Sólo los más ancianos se negaron a abandonar La Unión, como doña Paula Díaz, de 102 años de edad, acompañada de su hija y su tataranieta. "Ellas oían la plomacera y como les daba miedo que se destruyera su casa de tablas, se pasaban a una de bahareque en silencio para que no las oyeran. El Ejército se dio cuenta de que allí estaban cuando la lora que tenían empezó a hablar. A los tres meses, cuando un cilindro de gas les destruyó el tanque del agua, los soldados las convencieron de irse y las sacaron en helicóptero -cuenta su nieta Noelia Bello-. Ella no quería morir en un lugar ajeno, y su sueño se hizo realidad cuando por fin regresamos. La abuela murió este año".
Sobre las ruinas
En 2006, los líderes de la comunidad que nunca habían perdido su deseo de regresar se encontraron con el apoyo de los campesinos, que querían volver a tener su mayor centro de abastecimiento. "Empezamos a organizar reuniones en las veredas donde estábamos y se planteó conformar una comisión que contactara tanto a la guerrilla como al Ejército, para decirles que lo único que queríamos era volver a lo nuestro y vivir en paz", explica Abelardo, uno de los integrantes del grupo.
Su tenacidad surtió efecto y después de muchos tropiezos, ese comité consiguió viajar por primera vez junto con varias entidades del Estado para verificar las condiciones de la zona. "Cuando entré a la Iglesia, hasta las heridas del Cristo eran más grandes. Lo habían perforado en busca de guacas", dice el padre Israel Betancur, porque en su parroquia, la de Todos los Santos, ni éstos se salvaron del deterioro ni el saqueo. El Ejército asegura haber llegado al pueblo días después del desalojo y que bandoleros y milicianos fueron los responsables. Sin embargo, "los desplazados presentaron denuncias contra el Estado por presuntos actos de pillaje de los militares", señala Álvaro Castelblanco, defensor del pueblo en Florencia.
Pese a que La Unión estaba en ruinas, siguieron con su deseo de retornar. "Mi esposo, que era parte de la comisión, me dijo que me preparara para llegar a un basurero", cuenta Linsadis. Y lo comprobó el 27 de enero de 2007 cuando, al caer el sol, la caravana de retorno arribó a La Unión Peneya. "Yo ni reconocí mi tienda entre la maleza.
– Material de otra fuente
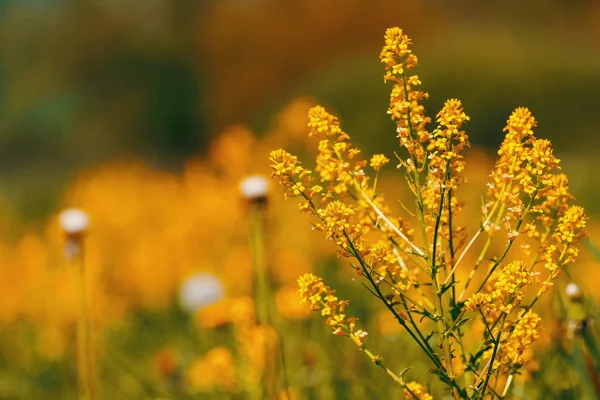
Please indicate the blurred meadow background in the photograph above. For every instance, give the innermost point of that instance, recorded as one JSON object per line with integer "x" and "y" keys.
{"x": 148, "y": 114}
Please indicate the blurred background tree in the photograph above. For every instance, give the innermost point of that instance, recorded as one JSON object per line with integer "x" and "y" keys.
{"x": 88, "y": 81}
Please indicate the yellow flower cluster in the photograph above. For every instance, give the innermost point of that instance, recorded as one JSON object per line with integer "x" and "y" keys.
{"x": 215, "y": 370}
{"x": 446, "y": 164}
{"x": 525, "y": 196}
{"x": 417, "y": 392}
{"x": 378, "y": 161}
{"x": 336, "y": 162}
{"x": 505, "y": 291}
{"x": 405, "y": 107}
{"x": 516, "y": 350}
{"x": 321, "y": 297}
{"x": 563, "y": 249}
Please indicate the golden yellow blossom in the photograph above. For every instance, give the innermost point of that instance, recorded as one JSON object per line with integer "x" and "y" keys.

Pero de inmediato me dediqué a echar rastrillo. Esa noche dormimos encima de colchones podridos por miedo a las culebras. Pero a los tres días, y gracias al préstamo de un familiar, estaba vendiendo nuevamente".
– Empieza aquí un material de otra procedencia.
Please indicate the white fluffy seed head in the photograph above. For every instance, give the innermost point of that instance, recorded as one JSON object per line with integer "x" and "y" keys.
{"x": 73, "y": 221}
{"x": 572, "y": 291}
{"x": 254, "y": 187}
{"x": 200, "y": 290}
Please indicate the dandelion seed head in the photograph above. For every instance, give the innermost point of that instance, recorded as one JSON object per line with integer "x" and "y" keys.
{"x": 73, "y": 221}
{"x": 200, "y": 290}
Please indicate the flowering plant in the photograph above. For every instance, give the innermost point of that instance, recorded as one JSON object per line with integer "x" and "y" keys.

Algunos prefirieron no regresar para no revivir un triste pasado, como Rosalba Olivera, una de las fundadoras del pueblo, cuyo hijo fue asesinado en los 90, según cuenta, por haber prestado el servicio militar. "Me da mucho guayabo volver porque allí nació, allí creció y allí me lo quitaron. Pudimos recuperar con el tiempo las cosas que perdimos al desplazarnos. Pero a él no".
Los que volvieron saben que todavía faltan muchas luchas por librar, pero, como Linsadis, todos comparten un deseo: "Que cuando la muerte me sorprenda, que sea aquí".